バンクーバー五輪
「期待の星」高木美帆を利用するJOC

 弱冠15歳で日の丸を背負うスピードスケートの高木美帆(1000m、1500m、団体競技のパシュートに出場予定)。スーパー中学生の人気ぶりに水を差すわけではないが、

「バンクーバーでは難しい。次のソチ五輪でメダルを目指すという段階です。もっと体を作って、経験を積む必要があります」

 というスポーツライター・折山淑美氏の見方は、大勢の専門家と一致する。

「スケート選手は左回りの周回練習を繰り返すため体に歪(ゆが)みが出ますが、彼女は若い上にサッカーやヒップホップダンスもしているので、体にクセがなく、伸びしろが大きい。しかし、現段階では入賞できて万々歳というレベル。今大会では他に注目すべき選手はたくさんいます。

 それなのにマスコミが彼女に注目するのは、一つは花形のフィギュアで浅田真央の調子が芳しくなく、キム・ヨナの金メダルが濃厚で盛り上がりに欠けていること。もう一つはJOC(日本オリンピック委員会)による猛プッシュです。昨年、民主党政権の事業仕分けで大打撃を受けたJOCは、木を文字通り"金の卵"に育てようとしているんです」(別のスポーツライター)

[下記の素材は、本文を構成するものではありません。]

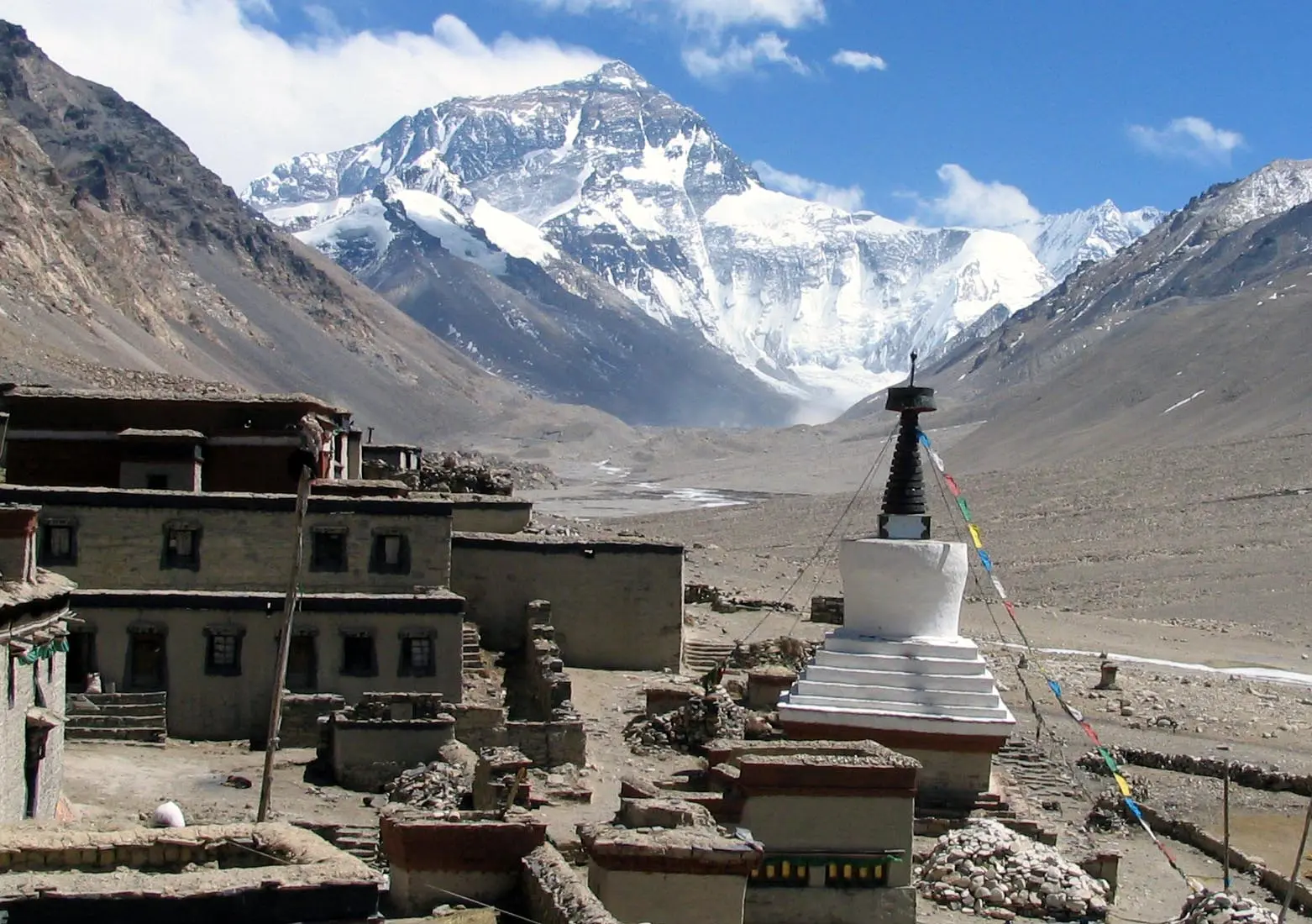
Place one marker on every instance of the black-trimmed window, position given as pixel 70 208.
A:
pixel 181 548
pixel 56 543
pixel 223 653
pixel 390 554
pixel 359 654
pixel 328 550
pixel 417 655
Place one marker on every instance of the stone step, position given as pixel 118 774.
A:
pixel 925 695
pixel 901 664
pixel 93 721
pixel 155 735
pixel 908 709
pixel 77 706
pixel 958 683
pixel 125 699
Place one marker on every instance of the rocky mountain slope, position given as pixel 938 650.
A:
pixel 121 251
pixel 611 175
pixel 1197 329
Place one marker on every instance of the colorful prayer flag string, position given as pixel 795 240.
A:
pixel 1076 716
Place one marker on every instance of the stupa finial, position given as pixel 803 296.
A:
pixel 904 515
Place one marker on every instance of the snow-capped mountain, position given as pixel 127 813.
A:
pixel 609 175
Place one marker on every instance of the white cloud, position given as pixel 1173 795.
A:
pixel 1192 138
pixel 712 14
pixel 858 60
pixel 979 205
pixel 244 98
pixel 733 56
pixel 849 198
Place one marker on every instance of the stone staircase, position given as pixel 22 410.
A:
pixel 471 648
pixel 701 654
pixel 117 717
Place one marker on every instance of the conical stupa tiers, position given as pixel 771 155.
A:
pixel 898 671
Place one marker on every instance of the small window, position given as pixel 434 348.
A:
pixel 182 548
pixel 390 554
pixel 357 655
pixel 58 543
pixel 328 550
pixel 223 653
pixel 416 657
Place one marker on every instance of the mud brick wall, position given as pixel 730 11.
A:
pixel 245 539
pixel 301 714
pixel 616 604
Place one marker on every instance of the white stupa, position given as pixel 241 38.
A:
pixel 898 671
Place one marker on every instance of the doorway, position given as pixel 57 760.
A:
pixel 81 660
pixel 147 665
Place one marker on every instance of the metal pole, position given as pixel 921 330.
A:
pixel 1225 827
pixel 280 675
pixel 1298 865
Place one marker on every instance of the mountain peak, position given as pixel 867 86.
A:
pixel 617 74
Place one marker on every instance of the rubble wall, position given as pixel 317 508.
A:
pixel 301 714
pixel 555 894
pixel 616 606
pixel 39 684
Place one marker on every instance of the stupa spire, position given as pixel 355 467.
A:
pixel 904 513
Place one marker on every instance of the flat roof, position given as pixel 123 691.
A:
pixel 436 601
pixel 548 543
pixel 32 391
pixel 218 501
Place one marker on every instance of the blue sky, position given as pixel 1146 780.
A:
pixel 1068 102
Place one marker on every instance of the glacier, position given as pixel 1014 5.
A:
pixel 609 177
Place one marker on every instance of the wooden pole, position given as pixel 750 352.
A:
pixel 1298 865
pixel 280 674
pixel 1225 827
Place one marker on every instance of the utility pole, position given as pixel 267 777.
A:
pixel 280 674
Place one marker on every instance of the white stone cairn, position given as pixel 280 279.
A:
pixel 899 662
pixel 1209 907
pixel 999 873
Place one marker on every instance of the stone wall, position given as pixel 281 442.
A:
pixel 245 541
pixel 224 706
pixel 616 604
pixel 301 713
pixel 555 894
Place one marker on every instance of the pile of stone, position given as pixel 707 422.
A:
pixel 1252 776
pixel 701 720
pixel 994 872
pixel 437 786
pixel 1209 907
pixel 784 651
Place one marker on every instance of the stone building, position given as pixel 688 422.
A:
pixel 165 441
pixel 33 625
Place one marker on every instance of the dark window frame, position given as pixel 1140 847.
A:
pixel 406 667
pixel 378 562
pixel 213 667
pixel 345 669
pixel 317 558
pixel 45 557
pixel 170 558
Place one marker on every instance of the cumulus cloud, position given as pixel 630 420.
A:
pixel 733 56
pixel 712 14
pixel 976 203
pixel 1190 138
pixel 244 98
pixel 858 60
pixel 849 198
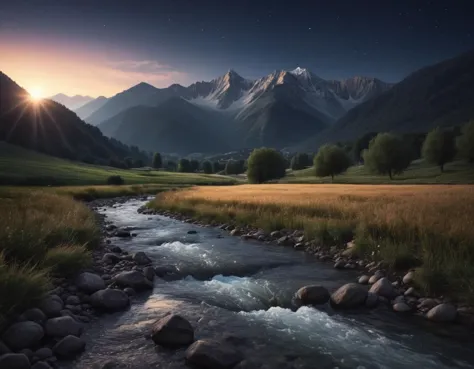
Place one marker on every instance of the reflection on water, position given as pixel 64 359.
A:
pixel 228 289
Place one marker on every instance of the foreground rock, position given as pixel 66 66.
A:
pixel 209 354
pixel 110 300
pixel 349 296
pixel 23 335
pixel 313 295
pixel 14 361
pixel 172 330
pixel 69 347
pixel 443 313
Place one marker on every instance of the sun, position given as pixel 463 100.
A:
pixel 36 94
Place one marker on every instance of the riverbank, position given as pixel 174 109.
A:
pixel 389 229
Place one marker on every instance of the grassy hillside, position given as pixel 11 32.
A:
pixel 19 166
pixel 418 173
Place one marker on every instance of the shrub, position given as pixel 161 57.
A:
pixel 115 180
pixel 387 154
pixel 439 147
pixel 67 260
pixel 330 161
pixel 265 164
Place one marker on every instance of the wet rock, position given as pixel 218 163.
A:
pixel 23 335
pixel 35 315
pixel 409 277
pixel 141 258
pixel 172 330
pixel 384 288
pixel 133 279
pixel 401 307
pixel 364 279
pixel 313 295
pixel 69 347
pixel 110 300
pixel 14 361
pixel 350 295
pixel 210 354
pixel 63 326
pixel 149 273
pixel 52 306
pixel 90 282
pixel 443 313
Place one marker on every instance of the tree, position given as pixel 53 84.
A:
pixel 184 166
pixel 465 142
pixel 157 162
pixel 207 167
pixel 387 154
pixel 330 161
pixel 439 148
pixel 265 164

 JOCは昨年、行政刷新会議の事業仕分けで約59億円の予算縮減を決定された。選手強化のための国庫補助金約27億円も含まれていたため、文部科学省を通じて抗議したが、結果的には退けられた経緯がある。

 前出のスポーツライターが解説する。

「若手選手が台頭して人気が出れば、世論の後押しで予算が付きやすくなります。報道陣の質問に率直に答える木は、JOCにとって極めて利用価値の高い選手で、現地ではスタッフがマスコミ対応の仕方を丁寧に教えています。橋本聖子選手団団長が直々に激励するなど、宣伝活動にも余念がありません」

 あどけない顔をピンクに染めて滑走する姿に多くの人が心を揺さぶられるが、

「JOCが彼女に期待するのは当然ですが、もう少しノビノビ滑らせてあげたいですね」(前出・折山氏)

 スピードを競う競技だからこそ、余計な"重荷"は背負わせたくない。